|With roughly 77 million baby boomers entering retirement, much old, standard advice is being challenged by growing human longevity and retirees' risk of outliving their money.|
There are some ground rules courtesy of the IRS to abide by carefully. Failing to follow the letter of the law can cost you big time. Just how much you will need to withdraw -- the Minimum Required Distribution -- is a confusing calculation based on an actuarial assumption of lifespan. The IRS has worksheets, and there are a variety of online calculators to help determine the amount. Your plan sponsor and administrator, as well as your financial adviser if you have one, can crunch the numbers as well. If you have a 401(k) plan or IRA, the IRS requires that retirees take the first distribution by April 1 of the year after reaching age 70.5. In subsequent years, annual distributions are required by Dec. 31. Failing to do so will mean having to surrender a 50% excise tax on the amount you were supposed to have withdrawn.
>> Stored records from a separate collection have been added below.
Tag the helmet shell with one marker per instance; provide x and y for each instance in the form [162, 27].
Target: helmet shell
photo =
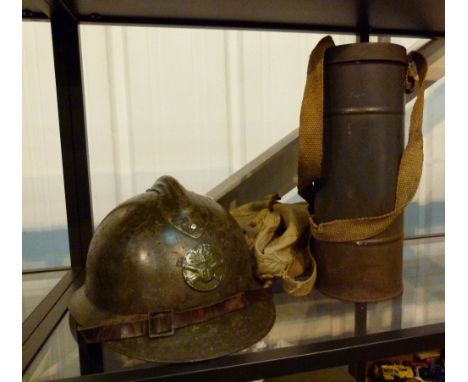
[171, 249]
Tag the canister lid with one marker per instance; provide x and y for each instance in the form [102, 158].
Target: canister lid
[365, 51]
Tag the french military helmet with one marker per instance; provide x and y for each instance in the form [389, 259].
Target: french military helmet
[169, 278]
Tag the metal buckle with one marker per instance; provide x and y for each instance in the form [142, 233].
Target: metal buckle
[160, 324]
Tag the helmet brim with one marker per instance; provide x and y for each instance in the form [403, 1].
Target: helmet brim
[215, 338]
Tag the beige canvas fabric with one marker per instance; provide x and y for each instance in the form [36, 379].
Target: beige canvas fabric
[279, 236]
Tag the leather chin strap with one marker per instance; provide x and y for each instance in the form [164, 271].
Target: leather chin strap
[161, 324]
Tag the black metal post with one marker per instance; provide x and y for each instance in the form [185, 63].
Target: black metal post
[358, 369]
[72, 136]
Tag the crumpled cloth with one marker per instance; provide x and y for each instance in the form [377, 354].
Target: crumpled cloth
[279, 235]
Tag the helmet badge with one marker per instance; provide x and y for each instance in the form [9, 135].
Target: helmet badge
[203, 267]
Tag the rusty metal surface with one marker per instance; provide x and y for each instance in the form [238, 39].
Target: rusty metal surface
[171, 250]
[365, 271]
[364, 88]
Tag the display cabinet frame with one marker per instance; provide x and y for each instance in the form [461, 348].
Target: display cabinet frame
[365, 17]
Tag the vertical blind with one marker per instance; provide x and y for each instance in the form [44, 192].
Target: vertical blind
[192, 103]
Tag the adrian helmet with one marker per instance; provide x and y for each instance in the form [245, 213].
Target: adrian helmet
[169, 278]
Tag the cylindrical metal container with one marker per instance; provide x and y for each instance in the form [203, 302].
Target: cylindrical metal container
[363, 134]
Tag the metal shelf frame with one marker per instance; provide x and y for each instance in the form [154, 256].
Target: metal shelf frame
[65, 17]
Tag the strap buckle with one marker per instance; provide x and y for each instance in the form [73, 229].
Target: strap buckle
[160, 324]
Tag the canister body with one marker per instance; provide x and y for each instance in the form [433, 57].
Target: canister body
[362, 146]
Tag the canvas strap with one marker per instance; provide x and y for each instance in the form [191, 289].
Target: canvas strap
[160, 324]
[310, 153]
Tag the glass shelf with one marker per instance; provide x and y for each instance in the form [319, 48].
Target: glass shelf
[299, 321]
[36, 286]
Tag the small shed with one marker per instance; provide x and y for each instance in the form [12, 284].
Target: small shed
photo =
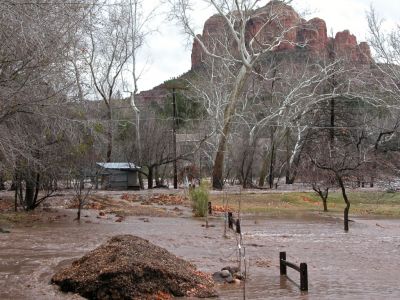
[119, 175]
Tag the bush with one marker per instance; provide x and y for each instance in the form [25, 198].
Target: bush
[199, 197]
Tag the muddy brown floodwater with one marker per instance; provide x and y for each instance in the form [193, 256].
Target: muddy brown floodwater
[361, 264]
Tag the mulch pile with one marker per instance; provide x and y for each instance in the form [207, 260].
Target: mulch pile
[129, 267]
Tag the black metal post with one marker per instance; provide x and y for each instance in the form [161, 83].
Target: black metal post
[230, 220]
[303, 277]
[282, 264]
[174, 133]
[238, 230]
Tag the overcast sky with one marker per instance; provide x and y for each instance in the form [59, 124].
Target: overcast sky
[167, 53]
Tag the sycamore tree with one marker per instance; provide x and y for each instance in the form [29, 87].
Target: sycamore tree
[245, 37]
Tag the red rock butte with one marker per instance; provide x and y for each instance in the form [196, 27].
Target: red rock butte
[282, 20]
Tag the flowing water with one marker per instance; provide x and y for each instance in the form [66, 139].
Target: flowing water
[361, 264]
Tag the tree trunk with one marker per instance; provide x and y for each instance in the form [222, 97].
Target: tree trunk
[157, 176]
[109, 135]
[263, 171]
[150, 178]
[218, 169]
[78, 214]
[29, 194]
[325, 203]
[346, 200]
[271, 168]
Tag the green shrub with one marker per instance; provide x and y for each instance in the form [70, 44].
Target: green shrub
[199, 197]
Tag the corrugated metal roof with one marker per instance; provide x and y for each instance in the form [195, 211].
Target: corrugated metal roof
[119, 166]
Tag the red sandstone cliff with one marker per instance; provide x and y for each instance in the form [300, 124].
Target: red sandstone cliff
[298, 33]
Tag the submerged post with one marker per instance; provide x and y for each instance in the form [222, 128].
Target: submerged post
[303, 277]
[282, 263]
[238, 230]
[230, 220]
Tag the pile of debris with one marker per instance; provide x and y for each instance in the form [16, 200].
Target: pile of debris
[129, 267]
[228, 275]
[222, 209]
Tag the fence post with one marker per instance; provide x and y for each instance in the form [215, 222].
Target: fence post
[230, 220]
[282, 265]
[303, 277]
[238, 230]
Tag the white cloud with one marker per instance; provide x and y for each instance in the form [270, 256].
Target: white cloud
[170, 56]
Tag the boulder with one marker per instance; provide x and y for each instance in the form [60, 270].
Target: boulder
[129, 267]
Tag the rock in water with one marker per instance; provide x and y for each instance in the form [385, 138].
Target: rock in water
[129, 267]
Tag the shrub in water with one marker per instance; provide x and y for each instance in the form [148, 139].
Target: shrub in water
[199, 197]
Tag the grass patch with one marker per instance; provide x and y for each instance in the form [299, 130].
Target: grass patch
[362, 203]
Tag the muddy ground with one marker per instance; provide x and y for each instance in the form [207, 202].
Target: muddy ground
[361, 264]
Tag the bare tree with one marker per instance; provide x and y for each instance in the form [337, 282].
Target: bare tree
[239, 47]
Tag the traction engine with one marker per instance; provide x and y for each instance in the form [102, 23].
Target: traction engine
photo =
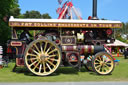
[64, 42]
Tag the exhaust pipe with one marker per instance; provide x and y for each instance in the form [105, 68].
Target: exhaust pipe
[94, 13]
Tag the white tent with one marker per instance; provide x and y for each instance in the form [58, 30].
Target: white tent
[118, 43]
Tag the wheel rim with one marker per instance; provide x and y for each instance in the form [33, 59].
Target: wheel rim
[42, 57]
[103, 63]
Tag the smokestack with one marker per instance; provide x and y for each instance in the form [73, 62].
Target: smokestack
[94, 15]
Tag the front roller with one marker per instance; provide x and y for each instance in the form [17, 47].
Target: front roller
[103, 63]
[42, 57]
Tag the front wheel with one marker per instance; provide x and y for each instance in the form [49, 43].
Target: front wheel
[42, 57]
[103, 63]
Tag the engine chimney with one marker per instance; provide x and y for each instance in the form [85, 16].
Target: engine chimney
[94, 15]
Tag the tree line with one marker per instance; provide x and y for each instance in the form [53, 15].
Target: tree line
[11, 8]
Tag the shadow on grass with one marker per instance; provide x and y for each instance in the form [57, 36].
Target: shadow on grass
[61, 70]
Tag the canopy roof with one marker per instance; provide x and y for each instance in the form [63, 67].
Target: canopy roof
[66, 23]
[118, 43]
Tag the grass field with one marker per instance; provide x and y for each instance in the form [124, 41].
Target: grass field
[64, 74]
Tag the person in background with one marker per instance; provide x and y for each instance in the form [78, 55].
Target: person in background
[25, 35]
[125, 53]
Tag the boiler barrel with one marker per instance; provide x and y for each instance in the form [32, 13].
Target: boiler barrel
[84, 48]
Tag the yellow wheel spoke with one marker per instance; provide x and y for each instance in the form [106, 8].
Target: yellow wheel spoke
[48, 49]
[97, 63]
[37, 48]
[33, 63]
[42, 57]
[48, 66]
[51, 63]
[107, 67]
[45, 46]
[103, 59]
[52, 51]
[52, 56]
[35, 51]
[44, 66]
[41, 47]
[100, 58]
[36, 65]
[53, 59]
[99, 66]
[31, 59]
[97, 60]
[31, 54]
A recent study by Fidelity Investments found that 62% of those soon to retire are stressed about making the transition from saving for retirement to living off those assets. Despite that, 75% of pre-retirees do not have a formal retirement income plan in place. One reason folks may be putting off this important step is "loss aversion." "Over the years, as money has gone into your retirement account, you've hopefully made a point of not touching it," says Eric Gold, a behavioral economist who studies the psychology of financial decision-making at the Fidelity Center for Applied Technology. "But when you retire, all of a sudden you need to write a check out of that account. You wouldn't think that this would be a problem, but it is. Spending your retirement savings isn't an easy thing to do. People fear the unknown and they fear loss. It can make them feel anxious."
Longevity, coupled with low interest rates, have made it difficult for retirees to merely shift assets into "safe" or cash positions for the long haul as they lose the returns needed to ensure a two- to three-decade span. A growing focus on having a post-retirement income stream, rather than relying on withdrawals from a finite pool of assets, has inspired a variety of new products, as well as old ones with new wrinkles. The top names in the financial world -- among them Schwab ( SCHW), Fidelity, Vanguard and Pimco -- have introduced products known as either "managed payout" or "income replacement funds." Although the funds have their uniquenesses, the basic pitch is that an investor chooses a fund with a desired payout (or one that adjusts over time, based on a future target date) and the professionally managed mix of holdings seeks to preserve principal and pay those expected goals from returns.